Néstor Gorojovsky nmgoro en gmail.com
Mar Oct 16 10:11:47 MDT 2007


[Pequeña aclaración para no argentinos.

Llamarse Juan Manuel y haberse criado en La Matanza, en los deslindes
del Suroeste de la Ciudad de Buenos Aires, era por los años 50 y 60
una definitiva marca identitaria.

Apuntaba elípticamente -todo debía ser elíptico para los nacionales en
esos tiempos de "democracia" vigilanteada- a una concepción general de
la política que entroncaba al entonces depuesto e interdicto peronismo
con el Brigadier General Juan Manuel de Rosas. Rosas era un despótico
-pero patriótico en tanto no se afectaran intereses cruciales de la
Provincia bajo su comando- gobernador de la Provincia de Buenos Aires.
Su mérito fundamental, desde el punto de vista de las clases
dominantes de la ciudad balcanizadora y su entorno rural, estuvo en
saber desvirtuar por largas décadas el mensaje del federalismo
artiguista e interior en beneficio de los intereses portuarios y de
los exportadores de tasajo.

Un respiro después de las sangrientas mandonerías unitarias crudas,
resultado final del hartazgo bonaerense con quienes ordenaron el
asesinato de Manuel Dorrego (mucho más federal que el propio Rosas: su
raigal defensa de la democracia de masas, típicamente artiguista, lo
demuestra), su gobierno se caracterizó por mantener al país
inconstituido pese a los constantes reclamos del Interior para
convocar un Congreso Constituyente.  Y a la Provincia sometida a un
duro autoritarismo, que le permitía mantener vivos a los unitarios,
aunque temblando de terror ante sus fríos y calculados raptos de
furia.

El rosismo se transformó así, por obra y gracia de las necesidades del
régimen burocrático peronista y de la monstruosa administración que
siguió, con altibajos, por casi veinte años, a la caída de 1955, en
una especie de forma tolerada -mínimamente tolerada- de declaración de
pertenencia al campo nacional.
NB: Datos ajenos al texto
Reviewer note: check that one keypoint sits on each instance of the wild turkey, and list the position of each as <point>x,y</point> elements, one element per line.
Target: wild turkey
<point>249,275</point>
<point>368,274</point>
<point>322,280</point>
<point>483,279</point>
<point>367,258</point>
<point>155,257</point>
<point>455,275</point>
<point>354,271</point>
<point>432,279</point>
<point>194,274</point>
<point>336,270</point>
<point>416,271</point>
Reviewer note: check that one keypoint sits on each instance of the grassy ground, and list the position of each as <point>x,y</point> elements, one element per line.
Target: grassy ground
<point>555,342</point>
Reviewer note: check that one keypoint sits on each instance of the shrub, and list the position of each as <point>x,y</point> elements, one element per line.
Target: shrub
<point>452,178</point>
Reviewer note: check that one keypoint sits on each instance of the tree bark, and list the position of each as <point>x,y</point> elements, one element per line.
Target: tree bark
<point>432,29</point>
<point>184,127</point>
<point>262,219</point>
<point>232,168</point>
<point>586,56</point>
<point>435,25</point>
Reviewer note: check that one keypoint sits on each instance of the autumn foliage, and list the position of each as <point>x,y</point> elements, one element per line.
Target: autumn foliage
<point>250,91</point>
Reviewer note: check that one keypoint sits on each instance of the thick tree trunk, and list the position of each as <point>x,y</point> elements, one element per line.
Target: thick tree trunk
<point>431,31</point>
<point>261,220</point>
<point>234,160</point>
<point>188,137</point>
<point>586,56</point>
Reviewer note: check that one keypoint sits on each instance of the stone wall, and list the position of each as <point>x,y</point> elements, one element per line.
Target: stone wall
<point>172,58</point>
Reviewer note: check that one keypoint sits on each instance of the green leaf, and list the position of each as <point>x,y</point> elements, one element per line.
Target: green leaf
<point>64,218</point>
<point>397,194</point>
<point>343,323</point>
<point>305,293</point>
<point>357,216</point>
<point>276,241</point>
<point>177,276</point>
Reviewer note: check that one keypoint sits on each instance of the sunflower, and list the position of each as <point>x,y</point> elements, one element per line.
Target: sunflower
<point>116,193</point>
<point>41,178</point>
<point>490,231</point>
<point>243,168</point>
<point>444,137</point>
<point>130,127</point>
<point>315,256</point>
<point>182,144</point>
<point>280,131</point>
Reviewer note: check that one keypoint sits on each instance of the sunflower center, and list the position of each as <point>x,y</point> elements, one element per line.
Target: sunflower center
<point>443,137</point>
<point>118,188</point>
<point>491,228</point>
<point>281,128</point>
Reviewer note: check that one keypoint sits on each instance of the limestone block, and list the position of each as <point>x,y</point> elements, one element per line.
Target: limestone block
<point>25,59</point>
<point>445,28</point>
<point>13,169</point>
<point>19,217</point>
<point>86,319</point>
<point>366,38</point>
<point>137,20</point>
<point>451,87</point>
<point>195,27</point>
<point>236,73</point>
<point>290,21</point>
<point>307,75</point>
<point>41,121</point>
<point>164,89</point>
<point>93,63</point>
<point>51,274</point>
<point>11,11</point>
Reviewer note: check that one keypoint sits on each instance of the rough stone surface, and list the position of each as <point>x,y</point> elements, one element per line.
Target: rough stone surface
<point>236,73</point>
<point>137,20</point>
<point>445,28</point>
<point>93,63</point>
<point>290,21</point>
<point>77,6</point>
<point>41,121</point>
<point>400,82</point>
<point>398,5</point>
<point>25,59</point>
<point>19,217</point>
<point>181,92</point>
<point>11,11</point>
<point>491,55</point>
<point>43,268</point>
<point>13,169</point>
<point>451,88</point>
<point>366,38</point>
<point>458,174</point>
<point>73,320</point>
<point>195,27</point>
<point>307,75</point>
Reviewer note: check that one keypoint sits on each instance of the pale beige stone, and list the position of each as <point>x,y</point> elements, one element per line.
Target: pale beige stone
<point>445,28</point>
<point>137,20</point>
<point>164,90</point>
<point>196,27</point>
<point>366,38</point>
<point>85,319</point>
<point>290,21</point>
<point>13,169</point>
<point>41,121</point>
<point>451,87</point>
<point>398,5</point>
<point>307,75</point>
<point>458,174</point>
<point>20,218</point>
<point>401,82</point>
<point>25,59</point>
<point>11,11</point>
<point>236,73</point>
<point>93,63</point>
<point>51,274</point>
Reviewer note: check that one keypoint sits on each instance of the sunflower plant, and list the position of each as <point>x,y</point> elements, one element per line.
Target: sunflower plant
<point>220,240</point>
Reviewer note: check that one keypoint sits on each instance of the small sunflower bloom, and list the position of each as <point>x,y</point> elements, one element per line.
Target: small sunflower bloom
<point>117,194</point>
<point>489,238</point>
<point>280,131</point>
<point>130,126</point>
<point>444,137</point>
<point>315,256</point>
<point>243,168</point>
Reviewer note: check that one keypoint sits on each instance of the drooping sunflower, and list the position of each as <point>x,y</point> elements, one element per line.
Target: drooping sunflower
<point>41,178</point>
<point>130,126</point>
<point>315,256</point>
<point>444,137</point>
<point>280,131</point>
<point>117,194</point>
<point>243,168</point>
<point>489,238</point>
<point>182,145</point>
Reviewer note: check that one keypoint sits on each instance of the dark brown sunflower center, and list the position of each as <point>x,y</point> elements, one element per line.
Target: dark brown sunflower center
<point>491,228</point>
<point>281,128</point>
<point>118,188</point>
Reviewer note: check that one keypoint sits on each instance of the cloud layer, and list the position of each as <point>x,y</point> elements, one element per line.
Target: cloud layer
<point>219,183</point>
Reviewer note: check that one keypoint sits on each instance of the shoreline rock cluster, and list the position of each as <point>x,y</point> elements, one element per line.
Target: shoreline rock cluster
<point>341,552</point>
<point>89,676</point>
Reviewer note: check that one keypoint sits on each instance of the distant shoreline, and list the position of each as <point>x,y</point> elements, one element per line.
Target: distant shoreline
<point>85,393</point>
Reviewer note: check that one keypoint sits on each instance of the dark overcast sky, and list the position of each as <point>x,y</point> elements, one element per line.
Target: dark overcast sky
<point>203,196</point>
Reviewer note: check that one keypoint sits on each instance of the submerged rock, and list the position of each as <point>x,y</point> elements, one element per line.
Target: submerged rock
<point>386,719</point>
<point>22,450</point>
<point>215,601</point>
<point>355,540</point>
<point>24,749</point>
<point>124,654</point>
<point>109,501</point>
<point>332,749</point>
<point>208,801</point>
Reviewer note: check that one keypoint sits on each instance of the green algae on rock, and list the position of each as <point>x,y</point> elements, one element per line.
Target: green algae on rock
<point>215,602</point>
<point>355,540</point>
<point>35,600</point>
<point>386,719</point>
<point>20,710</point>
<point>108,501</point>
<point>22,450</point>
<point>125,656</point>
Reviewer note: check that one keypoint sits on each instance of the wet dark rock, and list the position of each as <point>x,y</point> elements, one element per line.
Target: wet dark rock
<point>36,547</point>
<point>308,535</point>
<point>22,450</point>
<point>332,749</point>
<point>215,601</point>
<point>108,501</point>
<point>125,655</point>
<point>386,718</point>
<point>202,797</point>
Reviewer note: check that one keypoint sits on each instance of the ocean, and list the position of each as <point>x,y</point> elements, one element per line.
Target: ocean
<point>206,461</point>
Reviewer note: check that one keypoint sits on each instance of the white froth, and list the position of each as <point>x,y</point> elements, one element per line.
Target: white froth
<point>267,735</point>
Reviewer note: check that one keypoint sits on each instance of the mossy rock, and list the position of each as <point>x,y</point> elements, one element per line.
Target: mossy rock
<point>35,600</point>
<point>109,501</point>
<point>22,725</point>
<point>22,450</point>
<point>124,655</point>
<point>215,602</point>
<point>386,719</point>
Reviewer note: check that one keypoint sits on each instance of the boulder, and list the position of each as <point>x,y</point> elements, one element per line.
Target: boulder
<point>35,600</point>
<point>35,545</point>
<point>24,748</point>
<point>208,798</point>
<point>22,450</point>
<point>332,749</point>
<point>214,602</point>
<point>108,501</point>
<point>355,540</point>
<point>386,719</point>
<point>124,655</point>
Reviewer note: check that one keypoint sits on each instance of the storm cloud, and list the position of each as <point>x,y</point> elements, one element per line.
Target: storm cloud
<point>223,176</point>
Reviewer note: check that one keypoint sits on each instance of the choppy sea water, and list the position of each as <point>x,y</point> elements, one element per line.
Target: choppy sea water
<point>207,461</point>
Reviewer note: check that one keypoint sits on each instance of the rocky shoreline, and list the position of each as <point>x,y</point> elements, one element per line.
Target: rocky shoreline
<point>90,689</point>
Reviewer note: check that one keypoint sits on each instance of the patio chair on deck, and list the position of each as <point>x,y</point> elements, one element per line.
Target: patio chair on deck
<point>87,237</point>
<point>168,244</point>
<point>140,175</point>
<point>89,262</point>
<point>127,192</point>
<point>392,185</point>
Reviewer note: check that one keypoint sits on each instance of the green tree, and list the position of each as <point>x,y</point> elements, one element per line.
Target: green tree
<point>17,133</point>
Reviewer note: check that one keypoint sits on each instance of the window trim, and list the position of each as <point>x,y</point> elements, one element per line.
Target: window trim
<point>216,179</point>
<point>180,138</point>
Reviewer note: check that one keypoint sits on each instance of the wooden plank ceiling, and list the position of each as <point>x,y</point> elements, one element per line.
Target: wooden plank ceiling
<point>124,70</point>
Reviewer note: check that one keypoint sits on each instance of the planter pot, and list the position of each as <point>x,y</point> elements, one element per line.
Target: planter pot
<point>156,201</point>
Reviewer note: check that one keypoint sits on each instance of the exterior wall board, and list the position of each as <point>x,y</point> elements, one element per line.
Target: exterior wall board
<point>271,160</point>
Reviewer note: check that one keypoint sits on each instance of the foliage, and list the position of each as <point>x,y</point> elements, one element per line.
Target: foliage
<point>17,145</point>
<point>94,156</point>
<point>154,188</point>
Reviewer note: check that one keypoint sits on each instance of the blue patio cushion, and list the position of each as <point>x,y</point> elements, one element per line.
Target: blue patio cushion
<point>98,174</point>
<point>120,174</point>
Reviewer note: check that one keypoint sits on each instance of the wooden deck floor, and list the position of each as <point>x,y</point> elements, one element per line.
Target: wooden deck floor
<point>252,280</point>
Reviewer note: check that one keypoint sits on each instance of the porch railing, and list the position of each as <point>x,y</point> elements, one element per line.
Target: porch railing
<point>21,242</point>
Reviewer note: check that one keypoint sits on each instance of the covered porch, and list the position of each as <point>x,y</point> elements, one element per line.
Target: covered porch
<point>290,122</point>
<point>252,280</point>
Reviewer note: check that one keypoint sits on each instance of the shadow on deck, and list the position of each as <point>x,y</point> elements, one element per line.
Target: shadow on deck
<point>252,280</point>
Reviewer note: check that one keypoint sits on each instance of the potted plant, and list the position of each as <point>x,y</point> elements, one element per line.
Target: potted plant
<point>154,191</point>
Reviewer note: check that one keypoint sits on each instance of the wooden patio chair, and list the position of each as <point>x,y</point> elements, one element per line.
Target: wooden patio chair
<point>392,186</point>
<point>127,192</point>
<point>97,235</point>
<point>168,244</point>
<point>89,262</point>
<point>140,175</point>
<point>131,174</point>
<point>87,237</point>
Especialmente, en la Provincia de
Buenos Aires y los deslindes del Sud Oeste y Oeste de la Capital
Federal, tan vinculados a la actividad ganadera (una actividad
típicamente bonaerense, a su vez).

Esta corriente histórico-política, que sabe curtir refinadas formas de
brutalidad para hacerlas pasar por cuero bueno, entronca a Rosas, a su
vez, con un General San Martín transformado en Kani Kama de su propia
verdad. Despojado de todo rasgo liberal, iluminista y revolucionario
(es decir de sí mismo), después intentan explicarlo como "el noble en
el seminario de nobles", y no siempre les sale mal porque en general
se trata de gente de mucha labia.  Para decirlo con palabras de uno de
los suyos, el padre Castellani, "qué gente que sabe cosas la gente de
este albardón, qué gente que sabe cosas, pero cosas que no son".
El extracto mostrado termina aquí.